The key to a remarkable life

We often feel overwhelmed with tons of commitments, many tasks in progress and realm of unfinished projects.

We’re smart. We’re knowledgeable. We are intelligent … still, why this?

A small habit is a culprit.

I guess you might have guessed it! The habit of always saying “Yes” to almost all the requests that come our way is the one.

It is uncool, limiting, powerless and just bad.

Better habit, as it turns out, is the habit of saying “No.”

It is even better if “Saying No” is your default habit.

This will pay you dividends.

This will pay you dividends for a simple reason – when you say “No” to everything that comes to your way, you will have more time to devote on a few “Yeses” you’d choose to commit to.

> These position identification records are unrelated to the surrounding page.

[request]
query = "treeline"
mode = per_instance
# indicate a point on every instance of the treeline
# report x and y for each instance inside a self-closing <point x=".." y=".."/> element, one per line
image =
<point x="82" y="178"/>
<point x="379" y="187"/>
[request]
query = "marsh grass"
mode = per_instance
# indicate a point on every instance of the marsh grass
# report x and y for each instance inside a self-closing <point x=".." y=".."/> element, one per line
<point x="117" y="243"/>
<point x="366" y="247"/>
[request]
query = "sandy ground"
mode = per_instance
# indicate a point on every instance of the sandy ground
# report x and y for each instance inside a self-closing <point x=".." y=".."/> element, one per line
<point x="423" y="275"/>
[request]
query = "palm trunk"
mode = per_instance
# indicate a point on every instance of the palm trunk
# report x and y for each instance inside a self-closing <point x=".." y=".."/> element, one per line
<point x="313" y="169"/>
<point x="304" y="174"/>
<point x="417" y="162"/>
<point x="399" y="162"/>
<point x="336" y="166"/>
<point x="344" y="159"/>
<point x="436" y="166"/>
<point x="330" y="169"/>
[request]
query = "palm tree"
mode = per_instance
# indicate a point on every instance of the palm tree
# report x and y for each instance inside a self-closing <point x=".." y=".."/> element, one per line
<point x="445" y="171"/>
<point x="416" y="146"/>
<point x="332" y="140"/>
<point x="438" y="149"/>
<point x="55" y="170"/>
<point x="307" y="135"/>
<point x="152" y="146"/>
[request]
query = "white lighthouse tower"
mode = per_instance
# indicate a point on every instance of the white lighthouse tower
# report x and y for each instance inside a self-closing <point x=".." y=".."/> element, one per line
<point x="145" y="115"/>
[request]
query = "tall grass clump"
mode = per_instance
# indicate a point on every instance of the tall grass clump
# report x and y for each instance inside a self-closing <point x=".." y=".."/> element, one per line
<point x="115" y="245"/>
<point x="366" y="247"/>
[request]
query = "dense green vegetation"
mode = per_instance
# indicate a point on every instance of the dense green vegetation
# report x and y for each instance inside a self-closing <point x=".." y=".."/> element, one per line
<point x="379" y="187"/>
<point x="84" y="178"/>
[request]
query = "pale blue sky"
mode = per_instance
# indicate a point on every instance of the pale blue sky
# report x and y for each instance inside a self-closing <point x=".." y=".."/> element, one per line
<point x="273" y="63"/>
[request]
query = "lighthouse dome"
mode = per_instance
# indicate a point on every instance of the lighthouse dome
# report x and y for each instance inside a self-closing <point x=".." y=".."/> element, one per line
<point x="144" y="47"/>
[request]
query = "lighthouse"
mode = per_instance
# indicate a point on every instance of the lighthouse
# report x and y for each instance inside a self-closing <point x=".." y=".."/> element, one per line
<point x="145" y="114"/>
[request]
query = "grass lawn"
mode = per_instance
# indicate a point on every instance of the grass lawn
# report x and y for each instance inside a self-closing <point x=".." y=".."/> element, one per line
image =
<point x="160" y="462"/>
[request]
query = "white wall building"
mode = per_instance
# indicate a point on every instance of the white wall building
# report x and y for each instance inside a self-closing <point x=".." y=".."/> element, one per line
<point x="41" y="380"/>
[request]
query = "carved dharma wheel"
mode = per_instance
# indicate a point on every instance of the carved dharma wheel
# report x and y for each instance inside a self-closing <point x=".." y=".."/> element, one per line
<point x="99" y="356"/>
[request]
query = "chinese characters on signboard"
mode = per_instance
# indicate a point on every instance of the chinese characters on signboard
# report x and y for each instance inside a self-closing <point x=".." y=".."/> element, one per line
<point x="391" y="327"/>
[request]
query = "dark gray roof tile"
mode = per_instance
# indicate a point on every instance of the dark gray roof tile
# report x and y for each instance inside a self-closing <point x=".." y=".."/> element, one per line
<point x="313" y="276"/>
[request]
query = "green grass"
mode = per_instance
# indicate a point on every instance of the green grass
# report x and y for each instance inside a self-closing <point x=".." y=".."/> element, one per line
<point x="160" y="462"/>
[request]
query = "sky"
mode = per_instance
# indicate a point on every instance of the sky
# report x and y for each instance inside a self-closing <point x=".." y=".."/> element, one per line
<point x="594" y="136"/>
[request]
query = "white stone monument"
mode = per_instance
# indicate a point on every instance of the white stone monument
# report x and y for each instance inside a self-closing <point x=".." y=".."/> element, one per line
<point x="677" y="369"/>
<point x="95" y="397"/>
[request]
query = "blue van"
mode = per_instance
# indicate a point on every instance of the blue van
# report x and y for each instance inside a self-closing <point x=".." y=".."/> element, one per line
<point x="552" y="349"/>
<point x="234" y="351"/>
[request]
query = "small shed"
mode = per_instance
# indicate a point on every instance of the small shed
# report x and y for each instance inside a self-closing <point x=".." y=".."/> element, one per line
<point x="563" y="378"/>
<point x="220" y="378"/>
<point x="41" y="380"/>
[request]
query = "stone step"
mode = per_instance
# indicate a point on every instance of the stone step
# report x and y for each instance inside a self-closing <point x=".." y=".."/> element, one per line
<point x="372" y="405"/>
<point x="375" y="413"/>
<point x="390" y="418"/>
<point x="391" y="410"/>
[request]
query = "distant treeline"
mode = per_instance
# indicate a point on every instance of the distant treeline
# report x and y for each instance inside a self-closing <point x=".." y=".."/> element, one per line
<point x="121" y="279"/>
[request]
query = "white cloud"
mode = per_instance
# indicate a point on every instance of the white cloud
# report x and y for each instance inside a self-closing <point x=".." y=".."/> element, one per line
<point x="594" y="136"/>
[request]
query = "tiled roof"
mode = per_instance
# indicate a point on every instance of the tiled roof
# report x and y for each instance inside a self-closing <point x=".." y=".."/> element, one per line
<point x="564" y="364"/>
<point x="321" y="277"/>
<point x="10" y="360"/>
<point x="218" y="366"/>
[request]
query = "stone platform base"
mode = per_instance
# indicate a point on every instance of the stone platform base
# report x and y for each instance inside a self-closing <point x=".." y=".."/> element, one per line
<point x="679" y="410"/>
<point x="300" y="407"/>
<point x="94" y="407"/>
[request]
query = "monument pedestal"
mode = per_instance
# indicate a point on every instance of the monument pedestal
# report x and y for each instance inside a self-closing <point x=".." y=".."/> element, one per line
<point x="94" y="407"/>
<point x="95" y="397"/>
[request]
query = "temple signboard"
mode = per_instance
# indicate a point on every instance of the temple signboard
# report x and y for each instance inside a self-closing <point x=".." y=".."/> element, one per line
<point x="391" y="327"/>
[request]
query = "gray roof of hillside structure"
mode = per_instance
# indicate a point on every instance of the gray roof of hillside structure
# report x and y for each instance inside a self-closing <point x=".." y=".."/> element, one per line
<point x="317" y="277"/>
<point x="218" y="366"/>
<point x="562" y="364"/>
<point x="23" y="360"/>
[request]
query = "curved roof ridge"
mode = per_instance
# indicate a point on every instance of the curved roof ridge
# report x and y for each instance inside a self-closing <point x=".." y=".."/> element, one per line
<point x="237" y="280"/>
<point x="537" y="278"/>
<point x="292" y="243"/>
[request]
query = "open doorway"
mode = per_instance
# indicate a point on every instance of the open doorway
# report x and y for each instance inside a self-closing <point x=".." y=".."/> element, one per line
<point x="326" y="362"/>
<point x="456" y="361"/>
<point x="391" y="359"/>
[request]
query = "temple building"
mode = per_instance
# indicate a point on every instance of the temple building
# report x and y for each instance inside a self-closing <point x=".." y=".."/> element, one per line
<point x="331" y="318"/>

Here’s to Your Remarkable Life: Habit of  “Saying No” will allow you to focus on a few, most important things that you’ll carefully choose to devote your energy into.

Take Apple for example. Their products are few. Their efforts are focused. Their fan following is loyal. Their value is unmatchable.  It is like a cult and owning an Apple Product is a status symbol for most.

Their users are their loyal marketers (writer of this article included :)) … Not because they are great but because they make us feel great.

How did they build such a perception in its users mind?

Consider this quote from Jobs:

“And it comes from saying no to 1,000 things to make sure we don’t get on the wrong track or try to do too much. We’re always thinking about new markets we could enter, but it’s only by saying no that you can concentrate on the things that are really important.” ~ Steve Jobs

By saying no to 1000 things!

Mac; iPod; iPhone; iPad … only a select few.

The foundation of a select few yeses, when built on a habit of Saying No, makes your work remarkable.

What we can learn from it?

When you do remarkable work, you are respected as a remarkable being.

Remarkable beings make a remarkable life.

Remarkable life is what all of us want to want, don’t we?

“Saying No” as your default habit is the first step. What’s your take?